Opt.Output = 'MvsB'; % to fit the magnetic moment muz Opt.Output = 'Chi'; % to fit the magnetic susceptibility chizz
For most spin systems it is not recommended to fit χzz. Instead χzzT (or μeff) should be used, especially when g factors should be obtained. This can be easily visualized by converting poor fits to χzzT (or μeff) to χzz and compare it to the data or you run the following example:
Sys1 = struct('S', 2, 'g', [2.1 1.9], 'D',clight*1e-4); % spin 2 with D of 1 cm-1 and axial g Sys2 = struct('S', 2, 'g', 1.9, 'D',clight*1e-4); % spin 2 with D of 1 cm-1 and isotropic g Exp.Temperature =1:300; Opt.Output = 'ChiTCGs ChiCGS'; [chizzT1,chizz1] = curry(Sys1,Exp,Opt); [chizzT2,chizz2] = curry(Sys2,Exp,Opt); subplot(2,1,1) plot(Exp.Temperature,[chizzT1;chizzT2]) title('\chi T'); subplot(2,1,2) plot(Exp.Temperature,[chizz1;chizz2]) title('\chi');
To increase the reliability of the least-square fitting it is often a good idea to fit both the magnetic moment and the magnetic susceptibility simultaneously. Let's say you have measured χzzT at fields of 100 and 500 mT and at temperatures from 2 to 300 K, where 0.5 K steps where used between 2 and 20 K and 5 K steps above. Magnetic moment was measured at 3 temperatures of 2, 5, and 10 K and fields from 0 to 7 T in 100 mT steps.
ChiTData should be a 2 x 93 matrix and
MvsBData a 71 x 3 matrix.
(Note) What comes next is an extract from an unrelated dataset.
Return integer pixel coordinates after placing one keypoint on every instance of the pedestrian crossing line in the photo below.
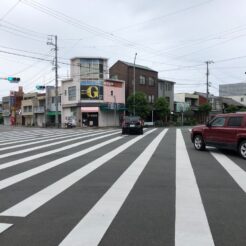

After you defined, as usual your spin system in
Sys and the parameters to vary in
Vary, the following will allow to fit both quantities together:
% combine all data in 1-row array fitdata = [ChiTData(:); MvsBData(:)]; % Temperatures and field for magnetic susceptibilty: Exp.chiTemperature =[2:0.5:20 25:5:300]; Exp.chiField =[100,500]; % Temperatures and field for magnetic moment Exp.mTemperature =[2,5,10]; Exp.mField =0:100:7000; % set output to ChiT and MvsB in 1-coloumn array Opt.Output = 'ChiTCGs MvsB OneColoumn'; % no scaling! Assuming correct diamagnetic corrections and % sample weight measure the absolute value contain valuable information! FitOpt.Scaling = 'none'; % Let's go and hope for the best! esfit('curry',fitdata,Sys,Vary,Exp,Opt,FitOpt);
For more details on least-squares fitting, see the corresponding user guide and the reference page on esfit. We also put up an example for fitting magnetometry data.